「あぁ〜、惜しいッ!」「もったいない」「どうしたんだろう......」

 歓声がこだまする女子ツアーのトーナメント会場。その片隅で、ギャラリーのため息がたびたび漏れてくるのは、香妻琴乃(24歳)の組からだった。

 一昨年のシーズン、賞金ランク19位となって一気にブレイクした香妻。昨季はシーズン序盤から腰痛に泣かされて、シード権(賞金ランク48位)を何とか確保するのが精一杯だった。

 迎えた今季、昨季からの巻き返しが期待されたが、ここまでの香妻は好調なのか、不調なのか、波のあるプレーが続いている。

 開幕戦のダイキンオーキッドレディスでは10位タイと、目標とするツアー初優勝に向けてまずまずのスタートを切った。しかし2戦目のヨコハマタイヤ PRGRレディスカップでは予選落ち。続くTポイントレディスでは22位タイと奮闘するも、4戦目のアクサレディスでは再び予選落ちを喫した。そしてその後、ヤマハレディースでは決していい状態とは言えない中で36位タイと踏ん張ったものの、以降は3試合連続予選落ちという憂き目にあっている。

 そうした状態にあっても、香妻の人気は根強い。日本ツアーきっての"美女ゴルファー"ということもあるが、小柄ながらアグレッシブかつパワフルなゴルフを披露する彼女に魅了され、常に多くのギャラリーがついて回る。

 香妻のファンが期待するのは、もちろん一昨年のような快進撃である。ゆえに、今ひとつリズムに乗り切れない香妻のプレーを目の当たりして、思わず嘆息を漏らしてしまう。

 香妻は今、いったいどんな状態にあるのか。

 昨季は腰痛に苦しみ、満身創痍でのプレーを余儀なくされた。はたして、その不安を今季も抱えたままなのだろうか。

「腰痛は、もう大丈夫です」

 香妻はそう言って笑顔を見せた。続けて語る。

「成績だけを見れば、調子が悪いように見えるかもしれませんが、昨季と比べると決して悪くはないんですよ。噛み合わない部分があるので、そこがしっかりはまってくれば、スコアもまとまるかなって思っています」

 このオフは、意気込み過ぎて失敗した昨年の反省から、まずはオーバーワークにならないように心掛けてきた。それでも、やるべきことはやってきた。トレーニングも十分に消化できたという。それも、腰にまったく負担をかけずにできたそうだ。その調整がうまくいったからこそ、香妻の表情は明るかった。

「今までは(腰に負担のかからない)トレーニングについて、何をどうすればいいのかわからなかったんですけど、トレーナーさんについてもらうようになって、(効果的なトレーニングの)方向性が見えてきたんです。腰痛が出ないようにするためのトレーニングなどもこなして、それが今、生きています。

 また、(技術的な部分の)スイングについても、コーチとトレーナーさんと一緒にいろいろと相談しました。今までは腰痛が出やすいスイングをしていたんですが、それを改善して、いいスイングをするためのトレーニングもやってきました」

 それらのトレーニングは、これまでやってきたこととは180度違った。自らの考えだけでやみくもにやってきた、昨年までの誤ったトレーニングから脱せられたことも「大きかった」と香妻は語る。

「昨年までは、(腰痛を防ぐためには)ただ筋力をアップさせて、体を筋肉で固めればいいと思っていたんです。それではダメ、というのがわかっただけでも大きな前進でした。
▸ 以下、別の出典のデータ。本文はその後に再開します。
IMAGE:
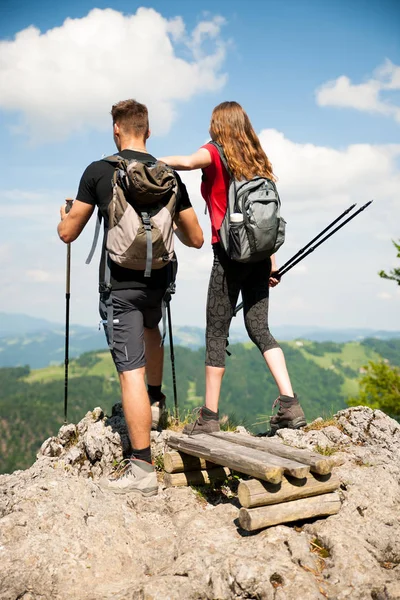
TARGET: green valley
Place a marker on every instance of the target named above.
(324, 374)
 あと、しっかりと休養を取って開幕戦に臨んだところも大きな変化です。昨年までは、合宿での調子をそのまま開幕戦に持っていこうと思っていて、ほとんど休まなかったんです。それで、特に昨年は合宿での疲労を引きずったまま、開幕を迎えてしまった。結果、シーズンを通して、いい成績につなげることができなかったんです。
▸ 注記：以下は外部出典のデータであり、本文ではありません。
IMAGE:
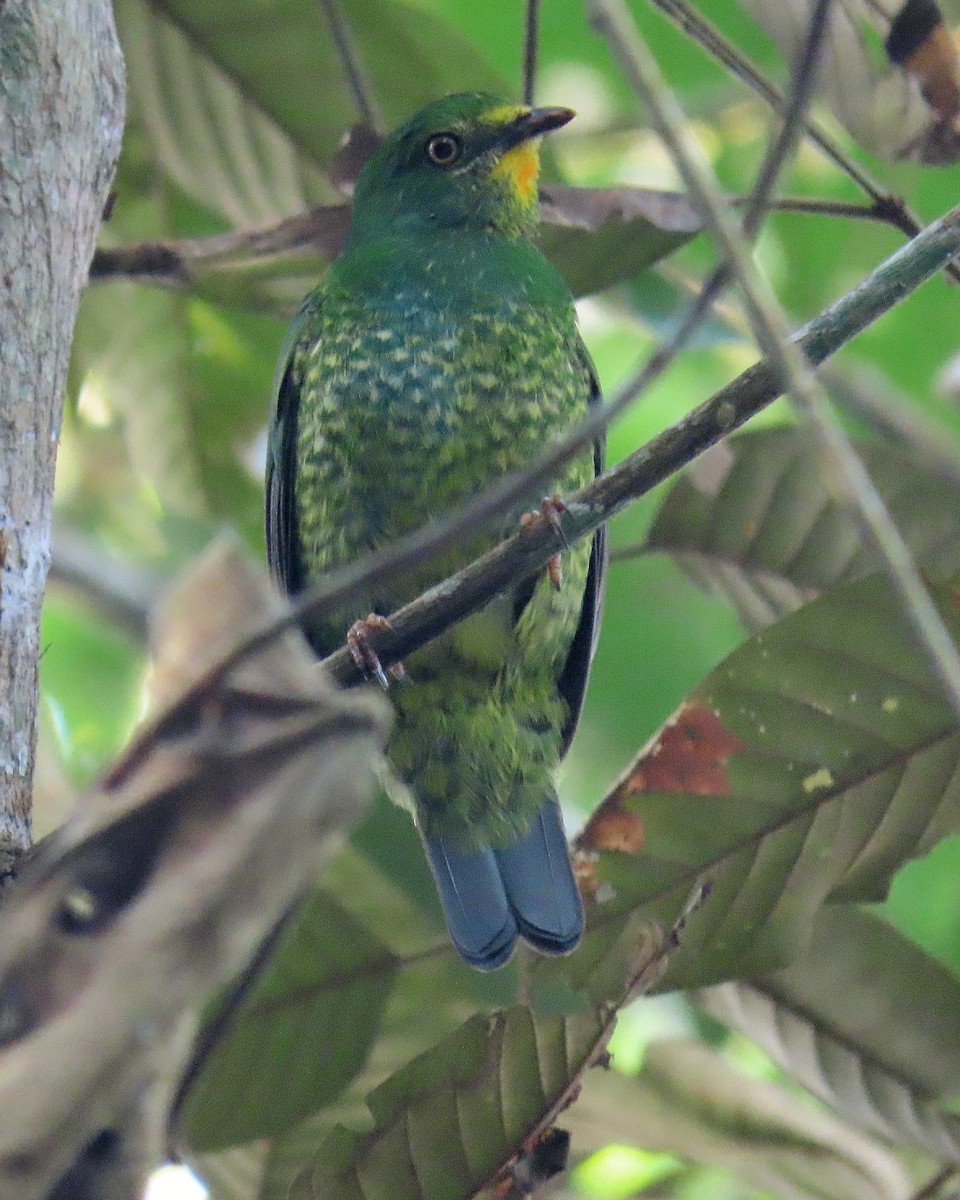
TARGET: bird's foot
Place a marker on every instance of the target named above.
(363, 653)
(550, 510)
 体を休めることって、すごく大事なんですよね。このオフ、そのことを改めて痛感しました。おかげで今年は、ゴルフにすごく集中できています」

 このオフ、香妻はさまざまなことを試してきた。そして、それが功を奏して、万全の状態でシーズンを迎えることができた。その分、結果が出ていないことに関しては、ややもどかしさを感じている。が、彼女に焦りはない。
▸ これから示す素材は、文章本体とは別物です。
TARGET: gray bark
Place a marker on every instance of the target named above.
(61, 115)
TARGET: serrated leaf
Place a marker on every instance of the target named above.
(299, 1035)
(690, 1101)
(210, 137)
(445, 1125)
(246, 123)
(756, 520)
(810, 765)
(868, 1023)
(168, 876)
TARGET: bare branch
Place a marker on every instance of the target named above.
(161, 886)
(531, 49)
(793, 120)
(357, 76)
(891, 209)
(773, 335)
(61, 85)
「今教わっている先生(コーチ)の中島弘二プロ(70歳。茨城県・玉造GC所属)は、50年以上もゴルフをしていますからね。その先生に教わり始めて、まだ3、4年。これから学ぶべきことが、まだまだたくさんあります。そのひとつひとつ(の教え)を吸収しながら、焦らずにやっていきたいと思っています」

 ツアー初優勝を手にすることは、簡単なことではない。それは香妻自身、よくわかっている。しかし、決して手が届かない位置にあるわけではない。彼女にはそれだけのポテンシャルがある。ちょっとしたことが噛み合えば、近いうちにチャンスは巡ってくるはずである。